Save for the Capitol and the UT, the stunning Norwood structure was recognized for decades as the tallest in downtown Austin. It was the first office building in Austin (and one of the first in the nation) built to be fully air-conditioned, and was also the first to have rooftop gardens, an attached parking garage, a residential penthouse, and a pre-cast exterior. Norwood envisioned Austin’s first fully air-conditioned office building, complete with a sophisticated ductwork system, as an innovative complex that would serve medical, financial and legal professionals. Each unit was designed according to the needs of its tenant. The cruciform shape of the 14th floor suite, where Norwood’s offices were located, created four large, corner terraces for Austin’s first rooftop landscape project.

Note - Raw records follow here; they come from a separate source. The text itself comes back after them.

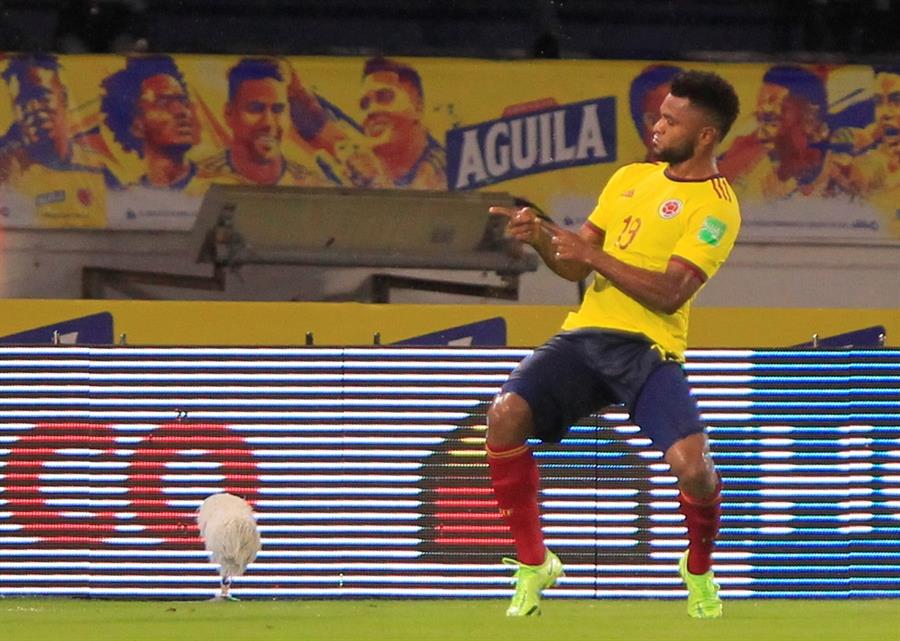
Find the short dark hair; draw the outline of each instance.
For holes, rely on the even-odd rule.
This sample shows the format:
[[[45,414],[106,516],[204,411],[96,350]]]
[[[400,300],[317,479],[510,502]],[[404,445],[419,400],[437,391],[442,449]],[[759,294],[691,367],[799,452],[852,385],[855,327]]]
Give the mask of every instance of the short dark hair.
[[[419,98],[425,98],[425,90],[422,88],[422,77],[419,75],[418,71],[409,65],[382,56],[369,58],[366,60],[366,64],[363,67],[363,78],[379,71],[391,71],[397,74],[397,77],[400,78],[400,82],[410,85],[415,89],[416,93],[419,94]]]
[[[128,58],[125,68],[103,79],[103,98],[100,110],[106,116],[106,126],[125,151],[134,151],[144,157],[144,141],[131,132],[137,117],[141,85],[153,76],[171,76],[184,92],[187,83],[171,56],[134,56]]]
[[[719,140],[728,135],[741,111],[734,87],[711,71],[682,71],[672,78],[670,92],[677,98],[687,98],[692,105],[709,113],[719,130]]]
[[[628,91],[628,105],[631,107],[631,119],[639,132],[644,129],[644,114],[641,113],[641,103],[644,96],[659,87],[672,82],[672,78],[682,71],[681,67],[674,65],[650,65],[631,81],[631,89]]]
[[[271,78],[284,82],[284,75],[274,58],[244,58],[228,71],[228,102],[234,102],[241,85],[248,80]]]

“The building had more light than most buildings. Dad was very pleased with the appearance of the building and with the opportunity to add so many innovations, like the air-conditioning and the garage.” – Watt Harris Jr., son of the architect
The four-story attached Motoramp Garage was another first for Austin. Instead of hoisting cars vertically in lifts and ‘stacking’ them, as other garages did, cars were parked by actually driving them to the appropriate spaces. Tenants dropped off their cars with parking attendants and entered the office building, just as they do today, through a private, second floor entrance. An in-house automotive department offered a complete line of motor services, from fueling and carwash to repairs. Tenants could call for their cars in advance with a signal system on each floor. A Ladies Waiting Room and Parlor were available in the Motoramp Garage.
In 1931 Norwood also became the first mixed-use high rise. The residential penthouse was conceived by Hazel Butler, wife of Thomas J. Butler – whose company, Butler Brick, had provided the bricks for the ramp in the Motoramp Garage. The Butlers lived in the penthouse for 35 years.
Atop the Motoramp Garage was the exclusive Austin Club, set back and surrounded by landscaped gardens. Its floors were decorated with bluebonnet and cactus tiles. The Austin Club was located on the fifth floor, with entry through the main building, until the 40s. KNOW Radio took its place, broadcasting from here for the next 25 years. Louis R. Cook managed the station from 1947 until 1969. KNOW was the immediate descendant of Austin’s first radio station. Founded in 1922 by a physics professor at UT, Dr. S. Leroy Brown, KUT became Austin’s first commercial broadcast station in 1927, when UT decided the radio business was too costly and sold it to the Rice Hotel in Houston. By 1930, it was located in the Driskill Hotel, and in 1932 its new owners, Hearst Publications, changed the call letters to KNOW.